Em Travassos, epicentro da Filigrana da Póvoa de Lanhoso, há o Museu do Ouro, construído como reaproveitamento de uma encerrada oficina e que recria um antigo ateliê filigranista – um espaço que devemos agradecer a um antigo ourives que operou uma recolha sobre tudo o que aludia à arte. Aqui há também exposições permanentes e temporárias, bem como apresentações e actividades relacionadas com a filigrana.
Já em Sobradelo da Goma, a outra freguesia lanhosense que se dedicou à causa, pode visitar a Oficina do Ouro, mas aqui recomenda-se marcação.
Se mesmo assim não chegar, há sempre a hipótese de andar de porta em porta, entre Travassos e Sobradelo da Goma, e conhecer pessoalmente os artesãos com as mãos na massa. Regra geral, eles abrem a porta, embora seja conveniente confirmar a ida antes. Não os queremos perturbar a meio de um labor que vale ouro.
Póvoa de Lanhoso – o que fazer, onde comer, onde dormir
Portugal nasceu aqui, num baluarte anterior à própria pátria, hoje conhecido como Castelo de Lanhoso - foi especialmente querido à história de D. Teresa, mãe de Afonso Henriques, que alguns consideram a verdadeira primeira monarca portuguesa. Além da renovada fortificação, há, logo ao lado, duas outras construções obrigatórias - o Castro de Lanhoso, que esteve na origem de tudo isto, e o Santuário de Nossa Senhora do Pilar, que começa no sopé do Monte do Pilar e chega até ao seu topo.
E no entanto, apesar dos três exemplos de património histórico descritos acima já serem suficientes para justificar uma visita, Póvoa de Lanhoso tem muito, mas mesmo muito, para ver. A destacar, temos a Filigrana que é trabalhada em Travassos e em Sobradelo da Goma, em primeiro lugar. Em segundo, o Centro Interpretativo Maria da Fonte, um espaço de pesquisa e divulgação de uma das mais célebres figuras da cultura popular, cantada e pintada e esculpida de norte e sul do país enquanto protótipo da mulher nortenha, e que de uma pequena revolta junto à Igreja de Fonte Arcada fez contagem decrescente para uma nova guerra civil. E em terceiro, caso haja possibilidade de ir a meio de Março, as Festas de São José, que se prolongam por uma semana mas que têm no dia 19 de Março o momento da sua majestosa procissão.

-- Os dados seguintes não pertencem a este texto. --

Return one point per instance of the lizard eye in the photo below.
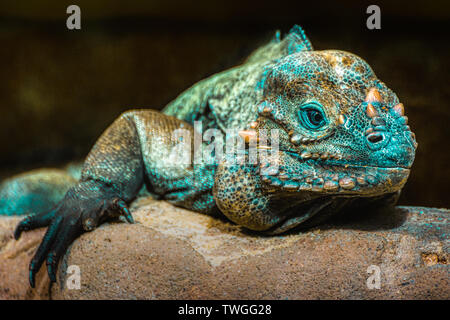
(312, 116)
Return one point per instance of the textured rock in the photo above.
(172, 253)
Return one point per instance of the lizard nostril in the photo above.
(375, 137)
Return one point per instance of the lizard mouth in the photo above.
(331, 176)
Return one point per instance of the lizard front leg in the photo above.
(129, 152)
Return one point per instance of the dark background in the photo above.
(60, 89)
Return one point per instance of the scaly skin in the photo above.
(343, 141)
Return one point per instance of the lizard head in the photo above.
(341, 130)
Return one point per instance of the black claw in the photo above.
(124, 211)
(31, 278)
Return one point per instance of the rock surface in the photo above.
(172, 253)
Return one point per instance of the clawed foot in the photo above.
(83, 208)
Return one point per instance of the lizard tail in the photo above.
(35, 191)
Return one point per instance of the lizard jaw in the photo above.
(332, 179)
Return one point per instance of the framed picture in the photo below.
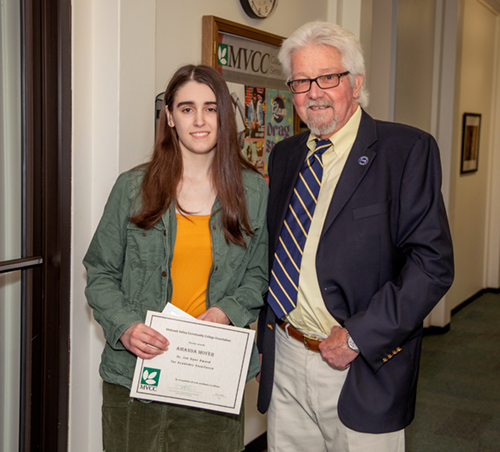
(247, 58)
(470, 142)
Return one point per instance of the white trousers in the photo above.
(303, 415)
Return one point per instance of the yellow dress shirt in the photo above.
(311, 315)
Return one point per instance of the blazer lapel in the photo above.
(286, 178)
(354, 169)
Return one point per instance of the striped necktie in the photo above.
(284, 283)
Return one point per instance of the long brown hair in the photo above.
(164, 171)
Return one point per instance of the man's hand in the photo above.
(143, 341)
(215, 315)
(335, 351)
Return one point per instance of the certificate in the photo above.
(205, 366)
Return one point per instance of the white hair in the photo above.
(331, 35)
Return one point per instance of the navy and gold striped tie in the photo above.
(284, 283)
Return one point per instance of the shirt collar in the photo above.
(343, 139)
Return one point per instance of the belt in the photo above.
(311, 343)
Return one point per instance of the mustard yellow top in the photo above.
(191, 263)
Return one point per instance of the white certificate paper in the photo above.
(205, 366)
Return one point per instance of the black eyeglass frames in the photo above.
(326, 81)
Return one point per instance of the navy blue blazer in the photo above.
(384, 260)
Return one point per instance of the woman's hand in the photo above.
(215, 315)
(143, 341)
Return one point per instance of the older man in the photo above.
(360, 254)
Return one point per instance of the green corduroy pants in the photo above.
(130, 425)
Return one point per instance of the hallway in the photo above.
(458, 400)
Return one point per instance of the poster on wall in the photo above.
(470, 142)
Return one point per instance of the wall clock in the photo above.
(258, 9)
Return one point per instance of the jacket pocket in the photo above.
(238, 255)
(145, 246)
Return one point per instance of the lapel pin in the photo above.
(363, 160)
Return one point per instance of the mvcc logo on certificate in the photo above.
(205, 366)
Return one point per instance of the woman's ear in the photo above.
(170, 119)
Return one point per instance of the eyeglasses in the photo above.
(323, 81)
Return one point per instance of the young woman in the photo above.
(188, 228)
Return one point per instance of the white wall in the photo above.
(469, 210)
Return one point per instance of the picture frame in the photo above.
(471, 128)
(247, 58)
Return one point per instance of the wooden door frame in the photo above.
(46, 296)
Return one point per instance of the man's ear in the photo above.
(358, 82)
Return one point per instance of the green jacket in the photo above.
(128, 269)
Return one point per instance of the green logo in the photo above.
(222, 54)
(150, 376)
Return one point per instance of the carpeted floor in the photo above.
(458, 399)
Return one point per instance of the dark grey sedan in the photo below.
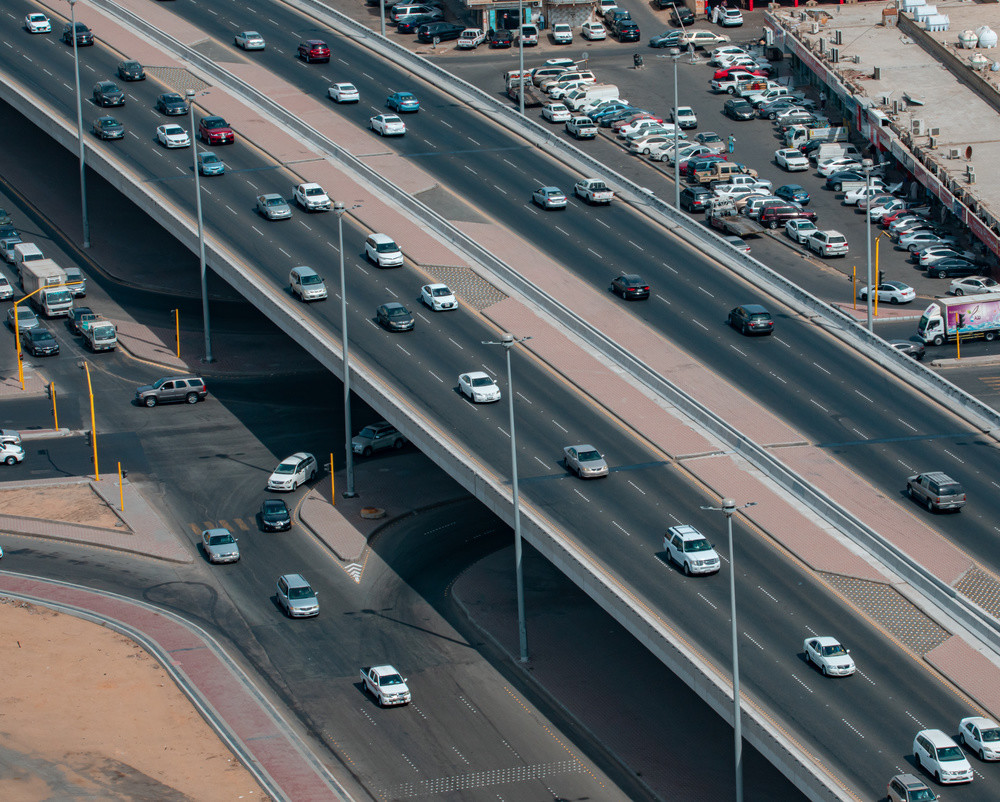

Quanto a lugares estivais, o pontão da Barragem de Andorinhas - num trecho predestinado do rio Ave, logo a jusante da lendária Ponte de Mem Gutierres -, e a Praia Fluvial de Verim, no extremo norte do município, são escolhas evidentes. Não muito longe desta última, o Pelourinho de Moure é uma curiosa obra que contraria o manuelino de onde brotou. E numa outra apertada praia, a Praia Fluvial da Rola, há o Santuário da Senhora de Porto d'Ave, responsável pela concorrida Romaria dos Bifes e dos Melões. De referência internacional é o DiverLanhoso, um dos maiores parques de aventura no continente europeu, com diversificada oferta de actividades, mormente para a criançada.
Nas comidas, os dois andares do Velho Minho guardam boa garrafeira e cozinha regional bem preparada - é bom o cabrito, finalizado com um pudim Abade de Priscos. Para dormir, o resguardo da Casa do Monte da Veiga, junto a Calvos (onde respira um dos mais belos carvalhos nacionais), dá noites sossegadas a quem as quiser, mas também a Villa Moura, em Fonte Arcada, entrega boa qualidade de serviço, piscina, e vista desimpedida sobre a serrania que cerca a sede de concelho.